Stamattina nella sede della Camera del lavoro di via Longhin è annunciata Susanna Camusso. La segretaria generale della Cgil discuterà con i dirigenti padovani, le Rsu, i lavoratori della «priorità sicurezza nel lavoro», ma anche degli scenari che a Nord Est squadernano l’altra faccia della «ripresina». Sintomatica la presa di posizione di Loris Scarpa, segretario della Fiom Cgil di Padova: «Il come si lavora rappresenta l’unica priorità. Non possiamo permetterci più altre tragedie, non vogliamo più contare morti, feriti e invalidi. È necessario fermarci e ripensare profondamente a quali sono le ambizioni di un Paese evoluto e che vuole progredire. Perché dobbiamo lavorare in queste condizioni? Il lavoro, e non il mero contenimento dei costi, dovrebbe essere il segno del vero progresso. Questi fatti non riguardano più solo i sindacati e le imprese, ma chi vuole governare l’Italia».

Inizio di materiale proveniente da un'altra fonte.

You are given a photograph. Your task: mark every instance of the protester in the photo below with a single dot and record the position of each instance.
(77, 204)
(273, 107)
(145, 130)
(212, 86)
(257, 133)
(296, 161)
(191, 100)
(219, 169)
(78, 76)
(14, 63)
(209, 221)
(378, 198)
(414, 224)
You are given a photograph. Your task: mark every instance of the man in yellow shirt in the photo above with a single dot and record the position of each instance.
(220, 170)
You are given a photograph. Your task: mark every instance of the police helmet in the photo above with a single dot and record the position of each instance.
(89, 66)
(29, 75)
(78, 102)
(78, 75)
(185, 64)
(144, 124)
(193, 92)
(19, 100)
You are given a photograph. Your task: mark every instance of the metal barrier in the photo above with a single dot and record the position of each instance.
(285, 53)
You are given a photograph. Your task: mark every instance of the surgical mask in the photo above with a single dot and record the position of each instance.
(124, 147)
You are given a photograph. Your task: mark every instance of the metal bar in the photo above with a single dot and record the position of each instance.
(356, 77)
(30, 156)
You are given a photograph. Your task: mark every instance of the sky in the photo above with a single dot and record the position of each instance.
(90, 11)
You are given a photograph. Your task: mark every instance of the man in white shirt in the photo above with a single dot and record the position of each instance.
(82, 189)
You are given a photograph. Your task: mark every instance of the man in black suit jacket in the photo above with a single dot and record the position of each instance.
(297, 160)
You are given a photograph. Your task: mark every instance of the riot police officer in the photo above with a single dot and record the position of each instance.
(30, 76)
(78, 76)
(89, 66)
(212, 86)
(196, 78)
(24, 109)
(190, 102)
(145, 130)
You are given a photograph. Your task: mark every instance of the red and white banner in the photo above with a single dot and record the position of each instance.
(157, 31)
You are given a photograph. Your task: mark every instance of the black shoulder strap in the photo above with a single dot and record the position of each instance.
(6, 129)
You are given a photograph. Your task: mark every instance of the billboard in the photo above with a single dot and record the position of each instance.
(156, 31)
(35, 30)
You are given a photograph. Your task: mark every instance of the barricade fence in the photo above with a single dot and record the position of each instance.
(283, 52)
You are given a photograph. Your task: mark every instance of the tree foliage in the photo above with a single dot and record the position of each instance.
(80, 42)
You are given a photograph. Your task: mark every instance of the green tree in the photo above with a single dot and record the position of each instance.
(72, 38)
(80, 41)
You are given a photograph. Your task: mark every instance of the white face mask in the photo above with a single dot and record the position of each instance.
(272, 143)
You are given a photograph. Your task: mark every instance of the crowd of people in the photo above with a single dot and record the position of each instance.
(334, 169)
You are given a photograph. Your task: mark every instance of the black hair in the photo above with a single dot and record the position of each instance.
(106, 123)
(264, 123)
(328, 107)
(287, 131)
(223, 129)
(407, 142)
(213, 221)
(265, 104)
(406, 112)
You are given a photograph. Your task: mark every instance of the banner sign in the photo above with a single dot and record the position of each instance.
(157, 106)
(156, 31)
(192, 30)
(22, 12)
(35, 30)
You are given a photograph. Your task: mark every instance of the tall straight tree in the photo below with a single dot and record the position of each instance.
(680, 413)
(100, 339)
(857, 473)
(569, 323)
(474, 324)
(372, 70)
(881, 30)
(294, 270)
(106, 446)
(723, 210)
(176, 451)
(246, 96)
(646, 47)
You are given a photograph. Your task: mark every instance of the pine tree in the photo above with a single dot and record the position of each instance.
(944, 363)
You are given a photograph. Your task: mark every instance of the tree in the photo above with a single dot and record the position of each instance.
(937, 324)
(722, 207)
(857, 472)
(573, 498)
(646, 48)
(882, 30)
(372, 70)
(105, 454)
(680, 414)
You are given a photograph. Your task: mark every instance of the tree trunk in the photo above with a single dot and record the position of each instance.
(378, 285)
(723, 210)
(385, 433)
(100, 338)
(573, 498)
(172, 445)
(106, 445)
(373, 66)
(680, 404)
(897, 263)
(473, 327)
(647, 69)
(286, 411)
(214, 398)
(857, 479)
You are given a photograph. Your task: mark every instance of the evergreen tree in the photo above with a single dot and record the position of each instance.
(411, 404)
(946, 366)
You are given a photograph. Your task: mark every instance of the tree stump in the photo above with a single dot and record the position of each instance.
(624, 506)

Sono agli atti le statistiche ufficiali dell’Inail: solo nei primi nove mesi del 2017 le denunce d’infortunio sul lavoro erano state 471.518. E nel quadrante Nord Est gli uffici avevano registrato un aumento di ben 1.900 casi di incidenti a lavoratori. La Cgil Veneto rilancia con dati più attuali e meno incoraggianti: «La nostra regione è al primo posto in Italia per morti sul lavoro con 29 incidenti mortali avvenuti dall’inizio di quest’anno. Le province di Verona e Treviso sono ancora in cima a questa triste classifica con 8 casi ciascuna, seguono Venezia con 6 morti bianche, 3 a Vicenza, 2 a Belluno, 1 a Padova e 1 a Rovigo».

Poi ci sarebbe l’altro aspetto del «modello economico veneto»: le conseguenze delle produzioni nel territorio. Ultimo esempio è il maxi-incendio divampato ieri pomeriggio a Oppeano (Verona) all’interno di un colorificio. La densa colonna di fumo era visibile da notevole distanza. Il sindaco Pierluigi Giaretta ha emesso un avviso di allerta, invitando la popolazione a tenere le finestre chiuse e a non uscire all’aria aperta. Spetta ai tecnici dell’Arpav valutare eventuali rischi ambientali.